A reliable and at the same time convenient option is to use a corporate VPN. Such a virtual network with access only for agents allows you to transfer data through an encrypted channel. As a bonus, this solution will allow you to work with services blocked in your country.

In combination with restrictions on IP-addresses, corporate VPN gives a sufficiently high additional level of protection from unauthorized access.

Two-factor authentication (2FA) is another way to effectively protect your account. This method is not impenetrable to attackers, but it makes life very difficult for them. For example, a couple of years ago Google started forcing users to enable 2FA, and the number of successful hacks was cut in half.

Do not confuse that method with two-step authentication, when you are asked first to enter a password and then - a pin or a code word. The fundamental difference between 2FA is that the data requested at each stage is of different origin. That is, if the password is something you know, in the second step you will be asked for a code from an app or Telegram (something you should get).

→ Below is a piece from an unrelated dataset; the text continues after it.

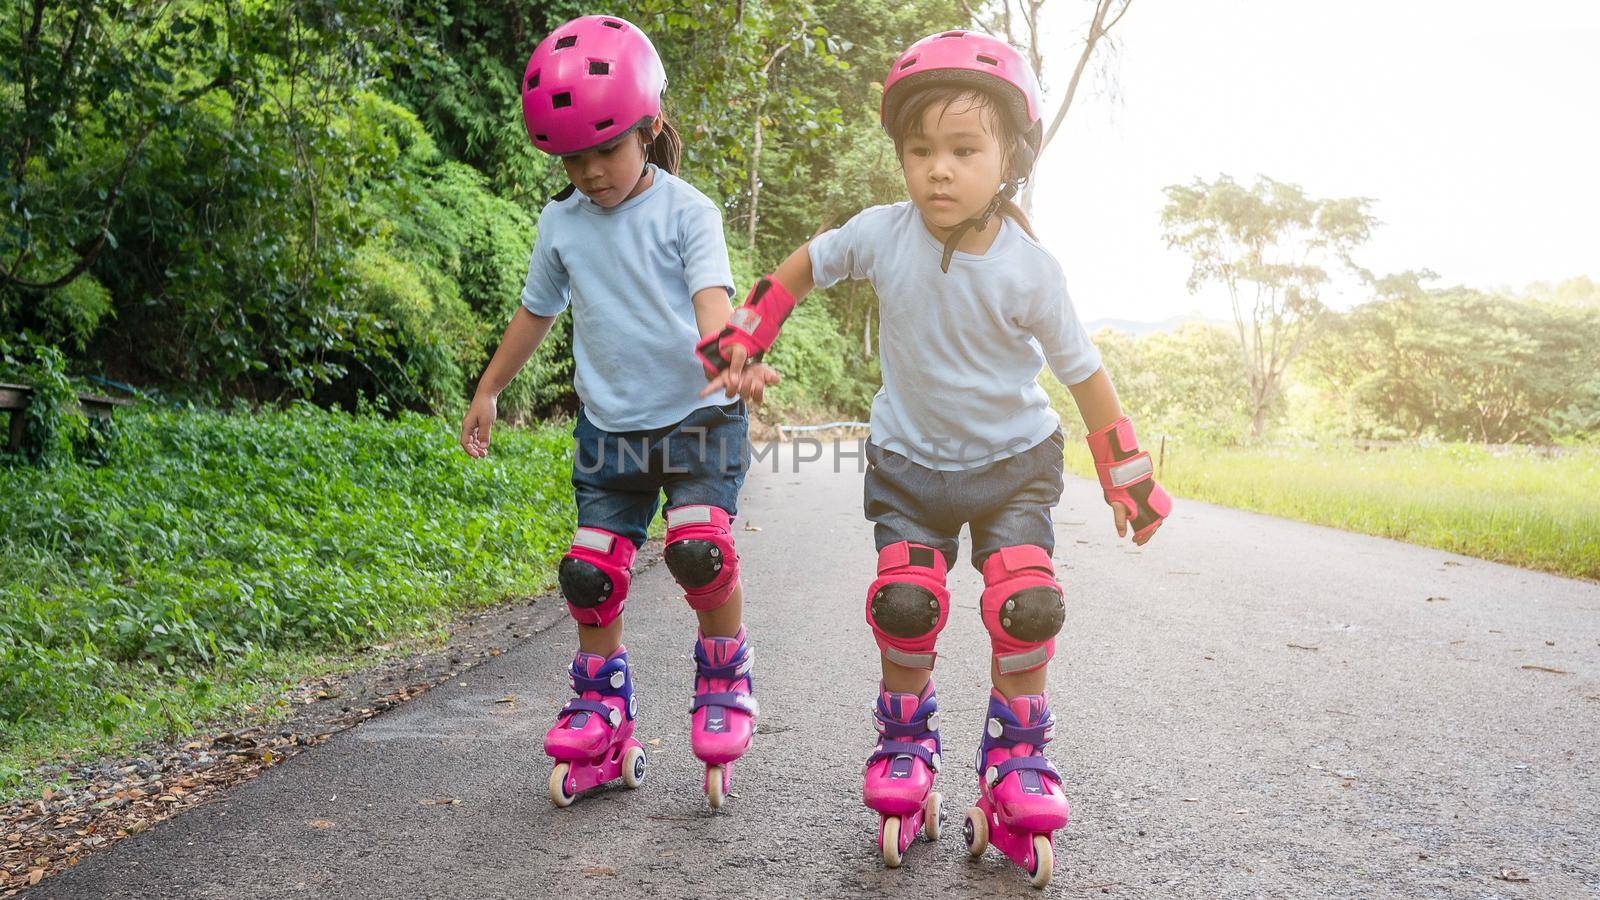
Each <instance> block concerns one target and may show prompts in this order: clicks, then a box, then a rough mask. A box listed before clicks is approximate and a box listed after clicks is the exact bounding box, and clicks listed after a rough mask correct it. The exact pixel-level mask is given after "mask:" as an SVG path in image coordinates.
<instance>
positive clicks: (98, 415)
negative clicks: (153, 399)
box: [0, 384, 133, 453]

In Deskie, 2FA can be set up for both agent and admin accounts.

Two ways to receive codes are provided - through a specialized app or through a Telegram bot. At the initial setup you need to configure both, and then you can choose which one to make the main one.

In addition, you get a list of backup access codes in case the device with the authenticator app is not available.

The highest level of account security is achieved by combining all three methods discussed above: password policies, the use of corporate VPNs in conjunction with IP restrictions, and the implementation of 2FA. This approach makes unauthorized access practically impossible.

Let's say you have implemented all the recommended security measures. Does this mean that your company's data and your customers'' data are safe? Of course not. There always remains the most dangerous risk factor — human error. However, the absence of a 100% guarantee does not mean that you should not build your own personal digital Fort Knox.